To initiate a plan to set a nature reserve, construction, staffing, access development, and research and monitoring of the species it intends to protect and preserve are required. Sometimes, it is difficult to achieve all of these requirements. For example, nature preserves were proposed in China in the Yeniugou and Xiugou valleys. Unfortunately, the plans were denied by the authorities because they viewed it as an attempt to direct the government funds to Golmud, China where these valleys are located.

However, a successful nature reserve includes the Altai weasel in Kazakhstan. The West Altai State Nature Reserve was created to preserve and protect the ecosystem of the mountains and Altai forests it surrounds. It is the biggest nature reserve in Kazakhstan, and includes about 52 species of mammals, including the Altai weasel and also the food of the weasel, the pika.

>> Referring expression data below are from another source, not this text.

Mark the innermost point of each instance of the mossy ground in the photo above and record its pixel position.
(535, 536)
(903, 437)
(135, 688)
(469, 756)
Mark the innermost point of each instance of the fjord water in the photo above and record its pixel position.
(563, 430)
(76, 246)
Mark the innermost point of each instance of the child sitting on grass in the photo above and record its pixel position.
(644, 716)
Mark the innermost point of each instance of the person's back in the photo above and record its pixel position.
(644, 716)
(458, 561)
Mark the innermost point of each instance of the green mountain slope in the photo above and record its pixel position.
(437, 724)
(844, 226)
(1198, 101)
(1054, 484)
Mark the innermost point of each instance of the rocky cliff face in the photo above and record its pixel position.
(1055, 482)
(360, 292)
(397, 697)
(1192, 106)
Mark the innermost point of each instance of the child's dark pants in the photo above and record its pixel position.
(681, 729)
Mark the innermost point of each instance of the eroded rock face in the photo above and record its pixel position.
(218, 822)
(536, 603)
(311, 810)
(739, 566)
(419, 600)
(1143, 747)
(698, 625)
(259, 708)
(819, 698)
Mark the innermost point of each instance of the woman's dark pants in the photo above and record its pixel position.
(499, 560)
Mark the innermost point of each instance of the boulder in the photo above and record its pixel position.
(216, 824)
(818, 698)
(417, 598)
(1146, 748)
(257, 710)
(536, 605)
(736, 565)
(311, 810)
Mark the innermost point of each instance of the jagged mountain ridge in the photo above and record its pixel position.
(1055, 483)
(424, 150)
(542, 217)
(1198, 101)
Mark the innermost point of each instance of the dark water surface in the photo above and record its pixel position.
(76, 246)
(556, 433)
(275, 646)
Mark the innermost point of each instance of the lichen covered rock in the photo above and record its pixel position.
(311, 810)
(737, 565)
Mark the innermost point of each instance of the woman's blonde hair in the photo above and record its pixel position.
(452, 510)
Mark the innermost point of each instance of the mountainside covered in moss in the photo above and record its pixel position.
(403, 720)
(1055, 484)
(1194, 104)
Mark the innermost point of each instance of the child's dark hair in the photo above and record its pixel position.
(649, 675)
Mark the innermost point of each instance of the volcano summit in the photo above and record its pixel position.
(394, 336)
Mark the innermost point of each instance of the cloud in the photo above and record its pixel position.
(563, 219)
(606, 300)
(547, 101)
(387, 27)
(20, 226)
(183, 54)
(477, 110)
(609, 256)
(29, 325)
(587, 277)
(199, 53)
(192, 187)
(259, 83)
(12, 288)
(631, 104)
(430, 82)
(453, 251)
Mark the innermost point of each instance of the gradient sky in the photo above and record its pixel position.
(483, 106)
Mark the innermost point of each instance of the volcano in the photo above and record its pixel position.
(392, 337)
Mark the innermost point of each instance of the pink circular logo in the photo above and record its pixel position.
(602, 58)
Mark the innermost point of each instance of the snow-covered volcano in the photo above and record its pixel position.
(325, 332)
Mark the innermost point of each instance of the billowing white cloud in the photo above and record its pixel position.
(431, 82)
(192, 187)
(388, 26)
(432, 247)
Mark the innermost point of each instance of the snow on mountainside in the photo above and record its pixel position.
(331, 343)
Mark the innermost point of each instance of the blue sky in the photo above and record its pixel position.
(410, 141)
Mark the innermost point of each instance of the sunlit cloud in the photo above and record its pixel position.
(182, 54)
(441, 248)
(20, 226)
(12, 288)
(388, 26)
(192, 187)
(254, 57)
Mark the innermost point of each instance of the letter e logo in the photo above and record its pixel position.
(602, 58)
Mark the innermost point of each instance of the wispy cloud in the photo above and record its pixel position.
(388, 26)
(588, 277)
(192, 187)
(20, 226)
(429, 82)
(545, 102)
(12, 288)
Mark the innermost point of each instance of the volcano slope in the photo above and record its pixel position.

Although no specific conservation strategy or program is dedicated to the Altai weasel, many other programs include it or it gains advantage. For example, the Kazakhstan nature reserve protects many different species. Also, programs that protect pikas and other small mammals also help protect the weasel; Sanjiangyuan, Changtang and Kekexili nature reserves in China are in this category. Another approach to conserving this animal would be to review conservation strategies of other species in the same genus. Population declines in Mustela lutrola, the European mink, are similar to the Altai weasel – primarily caused by habitat destruction, but also from diseases. A program was established in Russia to help conserve this species by captive breeding and reintroduction; the goal was to breed minks in captivity research stations.